Our results support the hypothesis that increased folate intake after the first trimester is associated with higher birth weight. The overall β ^ was found to be 0.03 indicating that a two-fold increase in folate intake corresponds to a 2% higher birth weight, which is a slight but significant increase. Or to put it in another way, a neonate whose mother has a folate intake of 500 μg per day is predicted to have a birth weight that is 2% higher than a neonate whose mother has a folate intake of 250 μg per day.

Placental weight is an important determinant of fetal weight. It has been also demonstrated that placental weight was significantly lower in SGA neonates compared to appropriate for gestational age neonates of the same birth weight [39]. Placental uptake of folate from the maternal circulation is critical for adequate folate supply to the developing fetus. Maternal folate is transferred against a concentration gradient to the fetus, the net effect is a two-fold higher plasma folate level of the neonates compared to the maternal plasma level at delivery [40]. Inadequate folate status during pregnancy may be a risk factor of several adverse health outcomes, such as fetal malformations and various placenta-related diseases [41]. Moreover, low folate status results in elevated plasma homocysteine level, which may increase the risk of placental damage and dysfunction, disturbing thereby oxygen and nutrient transport to the fetus [42].

In the present study we failed to detect any dose response relationship between folate intake and placental weight; our data did not show significantly elevated placental weight in treatment groups compared to placebo groups (P=0.08).

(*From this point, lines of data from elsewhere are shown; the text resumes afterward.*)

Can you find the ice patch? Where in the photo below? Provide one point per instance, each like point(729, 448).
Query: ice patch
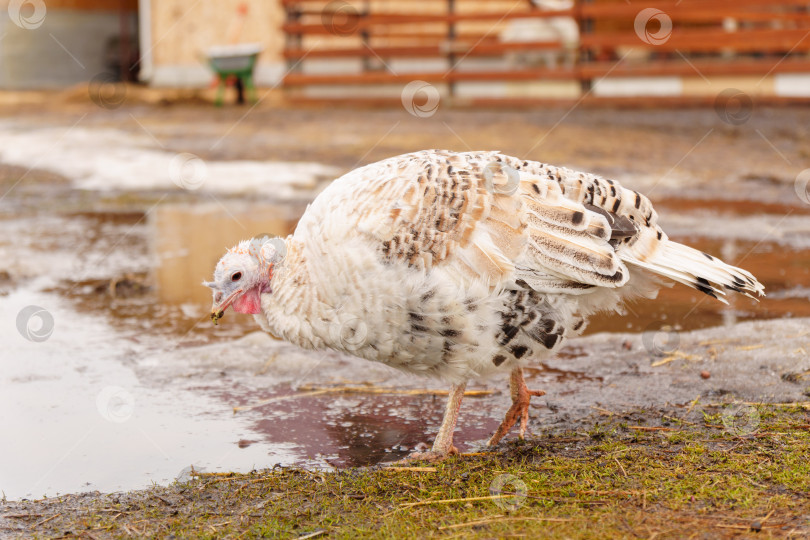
point(110, 159)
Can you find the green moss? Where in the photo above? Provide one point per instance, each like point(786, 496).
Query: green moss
point(697, 480)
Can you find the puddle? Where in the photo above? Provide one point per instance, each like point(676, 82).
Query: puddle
point(130, 313)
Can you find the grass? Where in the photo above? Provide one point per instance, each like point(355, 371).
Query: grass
point(724, 477)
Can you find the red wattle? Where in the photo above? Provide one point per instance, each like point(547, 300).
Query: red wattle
point(249, 302)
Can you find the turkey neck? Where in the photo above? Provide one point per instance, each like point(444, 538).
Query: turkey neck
point(292, 306)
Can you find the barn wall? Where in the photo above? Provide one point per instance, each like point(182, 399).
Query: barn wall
point(181, 30)
point(50, 48)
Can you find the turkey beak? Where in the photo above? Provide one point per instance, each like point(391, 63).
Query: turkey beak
point(219, 306)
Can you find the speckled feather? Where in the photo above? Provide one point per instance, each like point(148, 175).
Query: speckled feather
point(458, 264)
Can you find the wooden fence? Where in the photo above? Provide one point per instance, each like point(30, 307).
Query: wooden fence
point(346, 47)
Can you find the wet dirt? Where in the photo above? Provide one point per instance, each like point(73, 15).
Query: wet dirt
point(135, 384)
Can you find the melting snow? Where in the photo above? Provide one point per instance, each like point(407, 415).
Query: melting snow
point(110, 159)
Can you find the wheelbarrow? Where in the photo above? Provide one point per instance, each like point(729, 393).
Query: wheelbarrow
point(234, 62)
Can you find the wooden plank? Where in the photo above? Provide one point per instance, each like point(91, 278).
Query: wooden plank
point(385, 77)
point(438, 50)
point(588, 71)
point(707, 68)
point(765, 40)
point(635, 102)
point(365, 22)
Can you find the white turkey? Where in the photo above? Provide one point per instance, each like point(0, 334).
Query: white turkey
point(456, 265)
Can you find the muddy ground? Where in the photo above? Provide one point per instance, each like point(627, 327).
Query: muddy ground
point(135, 386)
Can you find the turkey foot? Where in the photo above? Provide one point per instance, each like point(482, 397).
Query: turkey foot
point(521, 397)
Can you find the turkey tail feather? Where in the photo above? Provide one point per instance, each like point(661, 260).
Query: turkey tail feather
point(700, 271)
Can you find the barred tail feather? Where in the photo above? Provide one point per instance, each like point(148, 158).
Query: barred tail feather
point(700, 271)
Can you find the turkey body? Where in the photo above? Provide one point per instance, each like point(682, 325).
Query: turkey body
point(457, 265)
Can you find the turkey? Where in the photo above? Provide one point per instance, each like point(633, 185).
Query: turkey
point(457, 265)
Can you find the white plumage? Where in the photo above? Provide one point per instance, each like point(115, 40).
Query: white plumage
point(456, 265)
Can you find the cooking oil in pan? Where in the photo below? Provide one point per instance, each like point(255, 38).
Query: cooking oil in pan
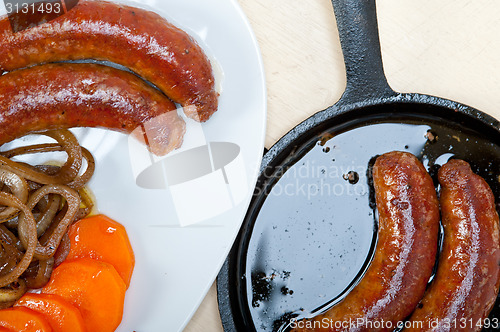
point(315, 232)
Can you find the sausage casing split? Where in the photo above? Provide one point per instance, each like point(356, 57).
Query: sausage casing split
point(69, 95)
point(408, 227)
point(466, 284)
point(140, 40)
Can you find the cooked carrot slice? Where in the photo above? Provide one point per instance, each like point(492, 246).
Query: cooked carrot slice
point(59, 313)
point(21, 319)
point(99, 237)
point(94, 287)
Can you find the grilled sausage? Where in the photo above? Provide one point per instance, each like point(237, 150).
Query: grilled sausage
point(465, 287)
point(408, 226)
point(87, 95)
point(135, 38)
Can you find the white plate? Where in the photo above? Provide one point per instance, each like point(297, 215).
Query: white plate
point(176, 265)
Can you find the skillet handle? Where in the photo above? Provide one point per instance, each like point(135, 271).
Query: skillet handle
point(357, 25)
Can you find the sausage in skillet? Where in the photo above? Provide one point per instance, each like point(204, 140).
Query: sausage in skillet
point(405, 253)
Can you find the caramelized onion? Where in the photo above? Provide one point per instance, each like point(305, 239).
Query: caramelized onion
point(27, 235)
point(67, 172)
point(37, 205)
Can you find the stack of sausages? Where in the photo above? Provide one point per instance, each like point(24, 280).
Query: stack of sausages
point(37, 92)
point(394, 293)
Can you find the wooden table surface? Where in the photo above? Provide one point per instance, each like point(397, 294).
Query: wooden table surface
point(446, 48)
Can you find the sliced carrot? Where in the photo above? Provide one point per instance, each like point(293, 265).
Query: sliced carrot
point(60, 314)
point(94, 287)
point(21, 319)
point(99, 237)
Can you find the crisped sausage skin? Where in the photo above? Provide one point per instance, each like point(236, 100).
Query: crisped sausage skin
point(68, 95)
point(405, 253)
point(466, 284)
point(135, 38)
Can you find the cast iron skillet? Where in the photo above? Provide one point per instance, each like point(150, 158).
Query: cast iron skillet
point(310, 230)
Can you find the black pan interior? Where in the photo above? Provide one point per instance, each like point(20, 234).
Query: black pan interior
point(310, 230)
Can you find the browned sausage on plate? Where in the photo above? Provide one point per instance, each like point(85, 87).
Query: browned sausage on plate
point(396, 279)
point(135, 38)
point(68, 95)
point(466, 284)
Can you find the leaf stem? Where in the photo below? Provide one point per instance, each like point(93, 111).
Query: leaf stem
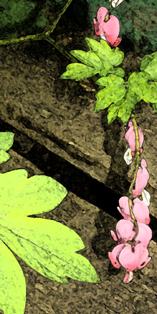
point(45, 35)
point(136, 164)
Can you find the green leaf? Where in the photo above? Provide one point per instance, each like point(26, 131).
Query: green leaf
point(114, 55)
point(6, 141)
point(127, 106)
point(113, 112)
point(150, 93)
point(117, 71)
point(103, 52)
point(154, 107)
point(113, 93)
point(138, 84)
point(111, 80)
point(89, 58)
point(12, 283)
point(49, 248)
point(78, 71)
point(4, 156)
point(28, 196)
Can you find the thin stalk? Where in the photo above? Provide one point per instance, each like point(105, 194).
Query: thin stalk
point(40, 36)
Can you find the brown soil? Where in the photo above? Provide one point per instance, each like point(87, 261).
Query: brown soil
point(32, 98)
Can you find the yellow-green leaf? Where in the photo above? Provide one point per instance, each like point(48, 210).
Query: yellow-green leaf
point(12, 283)
point(78, 71)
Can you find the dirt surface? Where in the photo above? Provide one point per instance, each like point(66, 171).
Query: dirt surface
point(110, 295)
point(59, 115)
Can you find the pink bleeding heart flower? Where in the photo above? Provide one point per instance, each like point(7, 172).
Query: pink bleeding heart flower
point(124, 231)
point(107, 27)
point(141, 179)
point(144, 234)
point(134, 257)
point(113, 256)
point(140, 209)
point(130, 258)
point(130, 137)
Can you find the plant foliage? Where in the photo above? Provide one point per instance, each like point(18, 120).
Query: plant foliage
point(47, 246)
point(118, 95)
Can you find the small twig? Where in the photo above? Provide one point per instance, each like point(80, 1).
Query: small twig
point(137, 155)
point(45, 35)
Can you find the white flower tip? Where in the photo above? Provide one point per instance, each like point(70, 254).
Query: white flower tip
point(146, 197)
point(128, 156)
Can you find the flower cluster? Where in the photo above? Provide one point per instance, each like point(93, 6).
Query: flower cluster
point(132, 232)
point(107, 27)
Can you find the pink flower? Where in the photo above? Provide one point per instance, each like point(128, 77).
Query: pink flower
point(130, 137)
point(134, 257)
point(141, 179)
point(124, 231)
point(130, 258)
point(140, 209)
point(107, 27)
point(144, 234)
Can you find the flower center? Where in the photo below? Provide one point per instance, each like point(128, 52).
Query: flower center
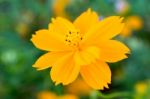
point(73, 38)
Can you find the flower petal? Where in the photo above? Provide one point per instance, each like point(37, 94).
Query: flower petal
point(46, 40)
point(65, 70)
point(87, 56)
point(96, 75)
point(86, 20)
point(104, 30)
point(113, 51)
point(47, 60)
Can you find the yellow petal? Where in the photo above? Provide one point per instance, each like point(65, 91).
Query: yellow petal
point(104, 30)
point(86, 20)
point(96, 75)
point(47, 60)
point(113, 51)
point(87, 55)
point(46, 40)
point(65, 70)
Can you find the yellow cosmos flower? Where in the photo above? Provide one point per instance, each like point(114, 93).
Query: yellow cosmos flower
point(82, 47)
point(131, 23)
point(50, 95)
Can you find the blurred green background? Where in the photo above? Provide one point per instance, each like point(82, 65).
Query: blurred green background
point(19, 19)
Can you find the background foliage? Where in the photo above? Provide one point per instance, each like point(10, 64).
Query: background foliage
point(19, 19)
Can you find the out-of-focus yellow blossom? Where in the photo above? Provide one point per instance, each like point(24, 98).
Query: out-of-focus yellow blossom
point(142, 90)
point(78, 87)
point(59, 6)
point(50, 95)
point(22, 29)
point(67, 97)
point(141, 87)
point(46, 95)
point(122, 6)
point(131, 23)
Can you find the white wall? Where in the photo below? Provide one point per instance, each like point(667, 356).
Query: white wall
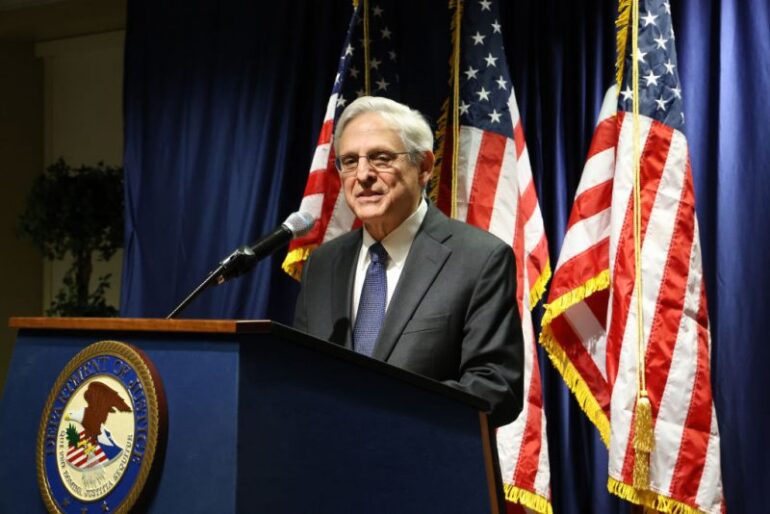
point(83, 123)
point(21, 160)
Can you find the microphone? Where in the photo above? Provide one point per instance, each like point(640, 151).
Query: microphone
point(243, 259)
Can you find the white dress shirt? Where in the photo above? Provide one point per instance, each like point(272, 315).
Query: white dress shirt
point(397, 244)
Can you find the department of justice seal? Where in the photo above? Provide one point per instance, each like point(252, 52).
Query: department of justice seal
point(101, 429)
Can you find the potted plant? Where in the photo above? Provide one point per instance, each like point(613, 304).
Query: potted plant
point(77, 211)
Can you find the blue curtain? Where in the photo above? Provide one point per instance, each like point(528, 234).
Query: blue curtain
point(223, 100)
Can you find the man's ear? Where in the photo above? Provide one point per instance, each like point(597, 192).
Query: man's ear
point(426, 167)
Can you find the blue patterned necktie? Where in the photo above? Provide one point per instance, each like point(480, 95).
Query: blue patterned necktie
point(371, 306)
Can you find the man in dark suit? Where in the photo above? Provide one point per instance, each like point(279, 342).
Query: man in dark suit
point(413, 288)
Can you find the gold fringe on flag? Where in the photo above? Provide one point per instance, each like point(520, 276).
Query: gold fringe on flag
point(443, 121)
point(572, 377)
point(295, 259)
point(558, 306)
point(456, 35)
point(537, 290)
point(649, 499)
point(527, 499)
point(621, 39)
point(643, 441)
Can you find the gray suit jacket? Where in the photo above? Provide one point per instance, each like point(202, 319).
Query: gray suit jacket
point(453, 315)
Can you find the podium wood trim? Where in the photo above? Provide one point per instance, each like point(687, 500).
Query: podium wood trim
point(207, 326)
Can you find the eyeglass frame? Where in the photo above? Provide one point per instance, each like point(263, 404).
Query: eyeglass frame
point(368, 157)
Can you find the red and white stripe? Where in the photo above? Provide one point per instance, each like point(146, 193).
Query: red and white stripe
point(78, 457)
point(591, 332)
point(323, 197)
point(496, 192)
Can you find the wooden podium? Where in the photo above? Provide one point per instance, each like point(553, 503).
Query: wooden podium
point(262, 418)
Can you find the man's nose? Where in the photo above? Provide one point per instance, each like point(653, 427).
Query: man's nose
point(365, 171)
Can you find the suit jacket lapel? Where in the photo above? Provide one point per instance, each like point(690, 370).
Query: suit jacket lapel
point(425, 260)
point(341, 289)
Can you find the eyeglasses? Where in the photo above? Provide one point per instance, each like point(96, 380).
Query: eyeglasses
point(380, 160)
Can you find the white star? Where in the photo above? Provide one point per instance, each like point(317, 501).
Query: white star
point(627, 93)
point(649, 19)
point(652, 79)
point(483, 94)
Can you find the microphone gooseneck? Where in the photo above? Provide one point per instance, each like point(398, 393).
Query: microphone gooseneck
point(243, 259)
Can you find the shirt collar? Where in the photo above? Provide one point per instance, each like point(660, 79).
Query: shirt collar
point(399, 241)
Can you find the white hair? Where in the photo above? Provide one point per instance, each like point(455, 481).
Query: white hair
point(412, 126)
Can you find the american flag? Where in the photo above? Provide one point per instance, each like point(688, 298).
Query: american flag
point(590, 327)
point(322, 196)
point(488, 183)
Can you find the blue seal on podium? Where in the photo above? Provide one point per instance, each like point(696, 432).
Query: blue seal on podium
point(102, 430)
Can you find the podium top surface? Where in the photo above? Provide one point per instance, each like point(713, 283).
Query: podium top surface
point(211, 326)
point(237, 328)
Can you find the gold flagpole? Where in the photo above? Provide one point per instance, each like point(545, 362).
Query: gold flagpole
point(367, 75)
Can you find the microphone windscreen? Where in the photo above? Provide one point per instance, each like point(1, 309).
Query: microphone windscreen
point(299, 223)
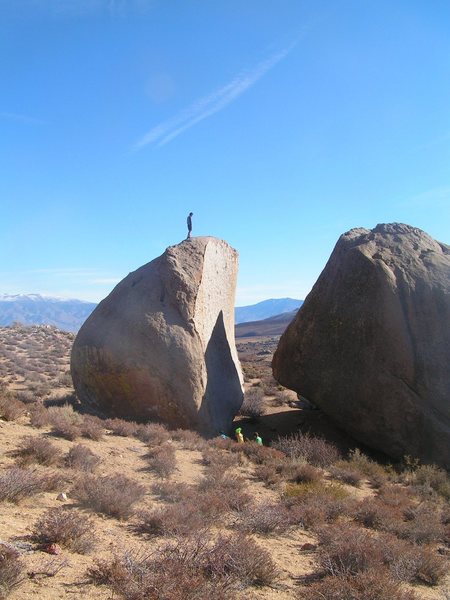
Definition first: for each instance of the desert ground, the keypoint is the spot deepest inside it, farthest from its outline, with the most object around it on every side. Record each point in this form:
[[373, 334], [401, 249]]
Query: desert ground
[[104, 508]]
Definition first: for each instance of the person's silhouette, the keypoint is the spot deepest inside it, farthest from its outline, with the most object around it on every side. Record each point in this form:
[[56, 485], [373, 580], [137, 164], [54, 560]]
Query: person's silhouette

In contrast to the growth of the fetus, the placenta grows rapidly in the first trimester and reaches its full size during the second trimester [43], therefore folate supplementation may have no further effect on placental weight in the later period of pregnancy.

A prospective study conducted on more than 2000 pregnant women demonstrated that low serum folate is associated with nearly a double risk of preterm delivery [44]. Scholl and colleagues have found similar degree of risk for preterm delivery in women with low folate intake (≤ 240 μg per day) [45]. Still, like in the case of placental weight, we did not find significant effect of folate supplementation on the length of gestation in the intervention groups compared to placebo groups (P=0.77).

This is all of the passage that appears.